The good news is that U.S. stocks rebounded Tuesday, a day after the Dow Jones fell 777 points when Congress couldn't agree on a financial markets bailout. The Dow rose 485 points or 4.7 percent Tuesday. Meanwhile, the tech-heavy Nasdaq Composite Index was up 99 points or 5 percent.
But McNeely points out that the wild economic swings of recent weeks can fester in many different ways. For one, there's the gasoline crisis snaking its way through several Southern cities, most recently and perhaps most notably Atlanta. Knoxville, about three hours north of Atlanta, recently had some of the highest prices in the country, based solely on rumors of an impending shortage.
"We are a consulting company so we have to go onsite for engagements, which affects our travel expenses and increases our rates [to customers]," McNeely said. Typically, gas prices in this college town are below the national average, he added.
Then there's the financial markets situation. Sword & Shield deals mainly with regional banks that haven't been impacted by the struggles of the big financial institutions, but McNeely is smart enough to know his company's financial security can change tomorrow.
"We have a lot of things in place already that aren't impacted by current crisis, but where we have concerns and where we're keeping an eye on is we have five lines of credit with five different distributors for product reselling.
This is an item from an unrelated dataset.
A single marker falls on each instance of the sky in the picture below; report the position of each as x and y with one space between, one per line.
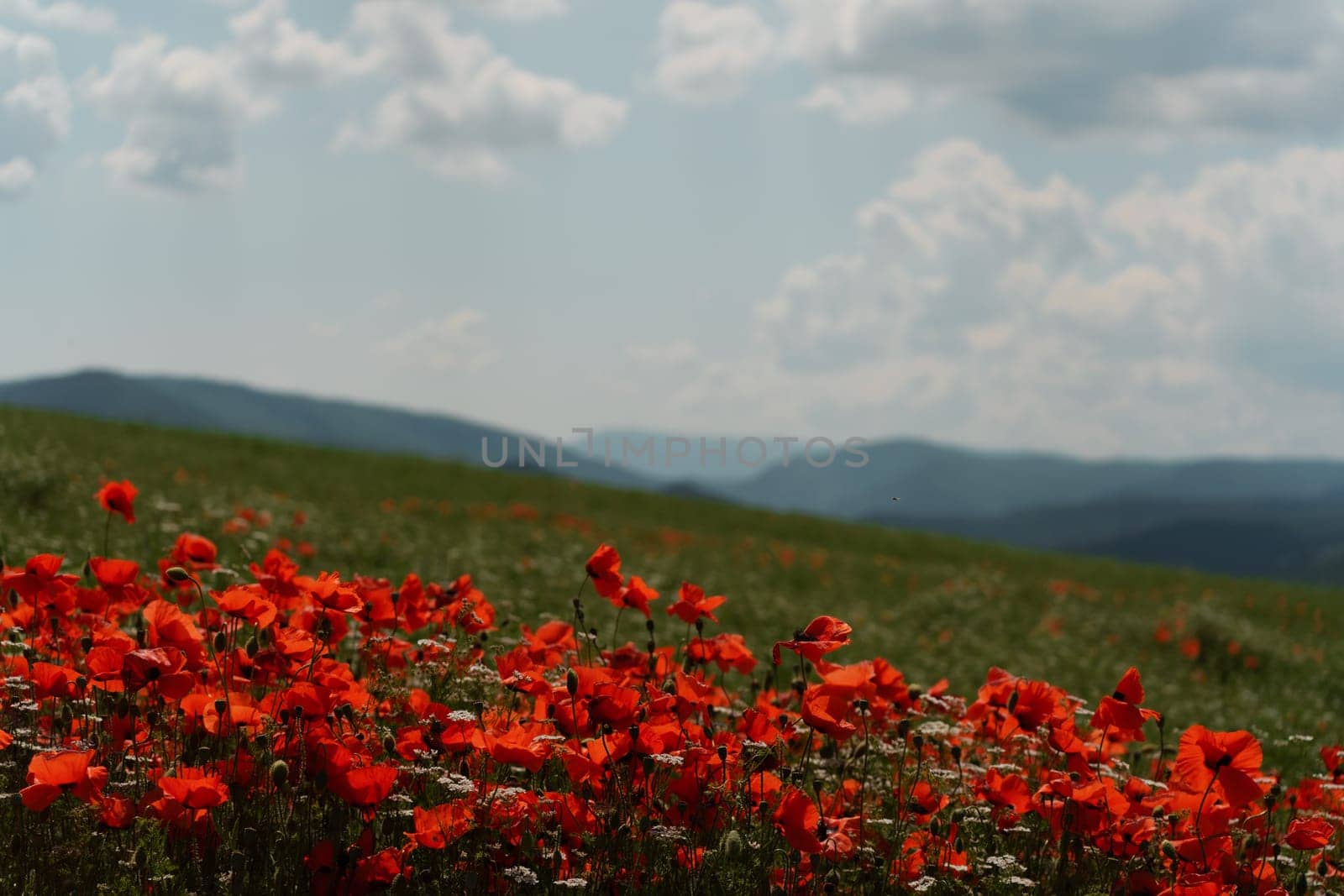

It remains to be seen how that is impacted," he said.
Then there's the housing market. McNeely typically recruits nationally and pays for people to relocate to Knoxville because the local talent pool can't meet his IT requirements. He can still find people he wants to hire, but now nobody can afford to sell their house to move to Tennessee, even at a cheaper cost of living, he said. "If they can't get out [of their current situation], they're not willing to move."
Like McNeely, Mark Wyllie, COO of Compuquip Technologies, a Doral, Fla.-based solution provider also chuckles at the question of what the market's ups and downs this week will hold for his company.
"Coincidentally, we just got approved for a large line of credit with a local bank. We were kidding this morening that maybe when we go to use it, they'll say "Geez, we were just kidding,'" Wyllie said laughing.
Compuquip closes its fiscal year today and Wyllie noted that among the top 20 accounts he had on this date last year, sales with 17 accounts are down a collective 26 percent. "And 10 of those customers are financial institutions," he said.
His top 20 accounts today, mostly different names from a year ago, are up 32 percent through the first 11 months of Compuquip's fiscal year, Wyllie said. "We've also had a bunch of other companies approaching us about acquiring them or doing some partnerships because business is not that good for them," Wyllie said.
All the solution providers can do is try to plan appropriately and hope the roller coaster ride is over.
"We're in trouble whenever we see banks of significant size being bought or taken over, that's a sign we're in something serious," McNeely said. "People are comparing this to the Depression, but there's a big difference between now and then. There's still a lot of cash that companies have. Some of this depends on where government goes with a bailout. If that happens, we will rebound. But I'm not sure anybody really knows what will happen."